Install PyTorch first

PyTorch and PyTorch Geometric must be installed before installing LUMINA, as they are not auto-installed by pip.

Step 1: Install PyTorch

Follow the official PyTorch installation guide for your platform and CUDA version.

# Example: PyTorch with CUDA 12.8
pip install torch torchvision --index-url https://download.pytorch.org/whl/cu128

Step 2: Install PyTorch Geometric

pip install torch-geometric

Step 3: Install LUMINA

git clone https://github.com/argonne-gridfm/lumina-sdk.git
cd lumina-sdk
make dev

This installs LUMINA in editable mode (pip install -e .).

Minimum supported install includes [acopf]

The base install above is not sufficient to load any OPF dataset — lumina/dataset/opf/utils.py unconditionally imports pandapower, which only ships with the [acopf] extra. Importing OPFDataset will raise ModuleNotFoundError: pandapower otherwise.

For most workflows the minimum supported install is:

pip install -e ".[acopf]"
# or equivalently:
make install-acopf

With optional dependencies

# Testing
make install-test       # or: pip install -e ".[test]"

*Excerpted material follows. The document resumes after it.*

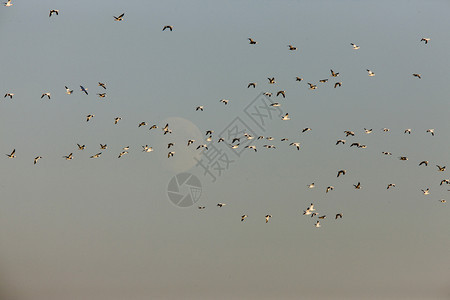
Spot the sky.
[0,0,450,300]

# Required for OPFDataset loading + ACOPF evaluation (pandapower, pypower)
make install-acopf      # or: pip install -e ".[acopf]"

# Hyperparameter search (wandb, optuna)
make install-hps        # or: pip install -e ".[hps]"

# Documentation
pip install -e ".[doc]"

# Everything
make install-all        # or: pip install -e ".[test,acopf,hps]"

Verify Installation

import lumina
from lumina.dataset.opf.opf_dataset import OPFDataset
from lumina.model.opf.losses import OPFLossManager

print(f"LUMINA installed successfully! Version {lumina.__version__}")

Check detected versions:

make info

HPC Systems

For Polaris or Perlmutter, see the HPC Training guide for system-specific setup instructions.